The attackers who stormed the eatery killed two policemen and 20 hostages in the most brutal manner — hacking them rather than shooting them dead — to generate as much terror as possible, and then posted photographs of their slaughtered victims on websites run by the Islamic State.
In fact, the IS claimed responsibility for the worst-ever terror attack in Bangladesh, trying to suggest that the gunmen — six of whom were shot dead by the police and one captured — were its cadres. Whether or not they actually belonged to the Islamic State is not important. What is important is the fact that youth from affluent backgrounds are getting attracted to jihadi outfits, whether home-grown or otherwise.
The matter of concern is that the Islamic State have adopted a strategy of letting jihadis of any variety use its name after carrying out a terror raid.

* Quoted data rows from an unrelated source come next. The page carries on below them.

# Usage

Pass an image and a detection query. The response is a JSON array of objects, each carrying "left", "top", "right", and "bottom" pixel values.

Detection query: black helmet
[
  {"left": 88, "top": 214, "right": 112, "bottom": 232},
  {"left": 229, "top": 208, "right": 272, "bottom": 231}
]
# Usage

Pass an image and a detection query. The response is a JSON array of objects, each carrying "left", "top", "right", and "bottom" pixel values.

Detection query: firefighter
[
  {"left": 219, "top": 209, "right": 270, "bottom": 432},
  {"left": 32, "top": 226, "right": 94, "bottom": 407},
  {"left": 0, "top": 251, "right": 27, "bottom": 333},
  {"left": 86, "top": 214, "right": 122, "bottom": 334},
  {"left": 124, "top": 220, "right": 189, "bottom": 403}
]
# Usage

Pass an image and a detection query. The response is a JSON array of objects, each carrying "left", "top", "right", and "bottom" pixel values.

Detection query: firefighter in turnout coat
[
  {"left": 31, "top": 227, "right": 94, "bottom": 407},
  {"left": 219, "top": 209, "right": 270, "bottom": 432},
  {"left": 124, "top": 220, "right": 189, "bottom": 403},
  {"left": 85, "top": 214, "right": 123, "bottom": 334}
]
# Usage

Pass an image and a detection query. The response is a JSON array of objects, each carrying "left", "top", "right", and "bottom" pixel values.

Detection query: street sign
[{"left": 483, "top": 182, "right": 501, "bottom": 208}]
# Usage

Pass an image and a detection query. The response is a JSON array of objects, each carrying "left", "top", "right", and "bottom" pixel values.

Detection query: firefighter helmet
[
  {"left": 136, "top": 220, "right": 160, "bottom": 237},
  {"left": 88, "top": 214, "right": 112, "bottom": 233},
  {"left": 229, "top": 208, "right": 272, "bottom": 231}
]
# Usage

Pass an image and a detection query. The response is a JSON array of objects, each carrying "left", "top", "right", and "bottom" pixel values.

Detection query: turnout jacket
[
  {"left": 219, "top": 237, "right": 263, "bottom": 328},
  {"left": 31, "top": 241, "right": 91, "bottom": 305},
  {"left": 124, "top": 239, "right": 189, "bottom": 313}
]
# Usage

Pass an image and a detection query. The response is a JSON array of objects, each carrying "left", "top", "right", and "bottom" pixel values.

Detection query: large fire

That helps the outfit because it does not require the physical presence of its cadres in different parts of the world.
Dhaka is at pains to deny that the attackers belonged to the Islamic State, saying that they were all ‘home-grown terrorists’, owing allegiance to groups like the Jama'at ul Mujahideen Bangladesh (JMB), an outfit whose aim is to convert secular Bangladesh into a Caliphate.
Bangladeshi authorities have added that these ‘home-grown terrorists’ could now be trying to forge linkages with the Islamic State and other global jihadi forces. If Dhaka continues to be in a denial mode, it could cost the nation dear because it has actually been a hub of radical Islamist forces for long now.
There are any number of local jihadi groups with loose links to the Al Qaeda and other terror networks like the Ansar al-Islam, for instance. The jihadi plot has certainly thickened in Bangladesh, with machete-wielding attackers killing liberal bloggers, university professors, foreign aid workers, minority Hindus and so on since 2013. This could actually be the result of Prime Minister Sheikh Hasina’s tough action against the criminals and radicals who were involved in war-crimes during the country’s liberation struggle.
Hasina has been tough no doubt and appears bent on shielding her country from the Islamist radicals, but her government and party have actually failed to crackdown on jihadi outfits like Ansar, Hefazat-e-Islam and Hizb ut-Tahrir.
The grit demonstrated by Hasina led to capital punishment being meted out to several people, including top Jamaat leader Motiur Rahman Nizami. The radicals, already agitated, perhaps could not bear it any more. In fact, the 1 July attack in Dhaka was waiting to happen, and was clearly a failure on the part of the security establishment in Bangladesh to anticipate that the jihadis could scale-up their attack or retaliation. The attack can also be seen as an attempt at triggering a regime-change in Dhaka.
For India, it is a cause for real alarm because it is clear now – we have the Islamic State active in our backyard. India must further boost its counter-terrorism efforts and try to build a global coalition to identify the nations financing or backing groups like the IS and choke their source of funds.
New Delhi needs to push hard for the immediate adoption of the long-pending Comprehensive Convention on International Terrorism (CCIT). This would help make accountable states which support terrorists, provide them safe heaven and finance them. At the recent G20 meet, Russian President Vladimir Putin had apparently presented a list of 40 countries which directly back groups like the Islamic State.
India must follow up on Putin’s list and focus on more areas to combat terror. In fact, India needs also to generate public opinion against terrorism by a close interface with the civil society. The silver lining is the fact that Indian Muslims are practitioners of liberal Islam. Therefore, it is important for the government and the media to recognise liberal Muslim voices and give such voices due weight and importance.
Besides, the world has to perhaps work on long-term plans and include peace education in the syllabus of undergraduate programmes to prepare the youth to understand and contribute their bit in the global war against the menace called terrorism.
Immediately, of course, New Delhi is expected to work closely with Dhaka in drawing up strategies to tackle the jihadi upsurge and draw up effective surveillance networks through real-time intelligence sharing and the use of other tools.
(A political commentator, Wasbir Hussain is executive director of the Guwahati-based Centre for Development & Peace Studies.)